El amor es un quitamiedos. Palpar su envoltorio resulta algo parecido a ponerte una chaquetita cuando refresca y acariciarte los brazos hasta templarte. Es como si todas las vísceras se acomodaran sin dolores ni gruñidos dentro del cuerpo y te permitieran descansar hasta el fondo de las entrañas. No sé si envalentona el amor, porque no busco en él gallardía ni orgullo, pero tiene efectos calmantes ante el mar de incertidumbres que nos cubre ya por la cintura. Qué importan los índices bursátiles, las previsiones del PIB o la mascarilla de tiburones de Fernando Simón cuando entras en la única casa posible para sentirte a salvo.

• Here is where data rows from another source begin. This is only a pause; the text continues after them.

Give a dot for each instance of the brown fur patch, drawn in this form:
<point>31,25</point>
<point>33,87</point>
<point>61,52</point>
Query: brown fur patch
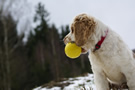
<point>83,26</point>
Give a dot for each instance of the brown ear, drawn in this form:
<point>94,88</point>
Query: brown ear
<point>83,27</point>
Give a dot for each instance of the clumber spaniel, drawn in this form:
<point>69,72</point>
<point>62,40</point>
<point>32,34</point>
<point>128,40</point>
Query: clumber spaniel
<point>111,59</point>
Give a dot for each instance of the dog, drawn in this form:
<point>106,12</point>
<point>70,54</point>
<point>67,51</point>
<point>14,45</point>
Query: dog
<point>111,59</point>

Y es que, en la nueva anormalidad, el amor cotiza al alza. A dónde acudir si no es a su reino. Las familias se han dado los buenos días y las buenas noches más que nunca. Y los grupos de Whatsapp nos han permitido jugar a Los chiripitifláuticos –absténganse los millennials– y convertirnos en cajas de música que entonan nanas (a mis hijas les cantaba Que será será después de escucharlo en el film de Hitchcock; me pareció una alternativa elegante al Frère Jacques). Hoy seguimos compartiendo el parte diario, y extendemos virtualmente la vaselina del cariño a modo de acompañamiento. El paisaje afectivo de cada uno se ha visto reducido durante la pandemia. “Los que te han llamado o escrito estos días, son los que de verdad cuentan en tu vida”, me dice una amiga. A menudo creemos que hay afectos que no prescriben, como botes de conserva envasados al vacío, inmunes al moho, hasta que su pulpa se hace rancia. Porque el amor es cuidado y consentimiento, es dejar volar y también saber recoger la cometa.
Leo las predicaciones de Arthur Brooks, profesor de liderazgo público en la Escuela de Gobierno John F. Kennedy y miembro sénior de la Harvard Business School. En este caso la fuente es remarcable, porque no se trata de un gurú espiritual, ni de un poeta. “La forma de combatir el miedo dentro de nosotros es mediante su emoción opuesta, que no es la calma, ni siquiera el valor. Es el amor”, señala, antes de recuperar el pensamiento de Lao Tzu: “mediante el amor uno no tiene miedo”. Pero nuestros estilos de vida han ido soltando amarras: menos compromisos, más soledad, y un combate contra el romanticismo, por habernos hecho perder tantas horas esperando aquella llamada que nunca llegó. Pero, acaso no se trataba de nuestro malentendido con el amor, y era posesión, exclusividad, salvación lo que perseguíamos en lugar de ese sello invisible, libre de franqueo, que va en los sobres que siempre llegan a destino.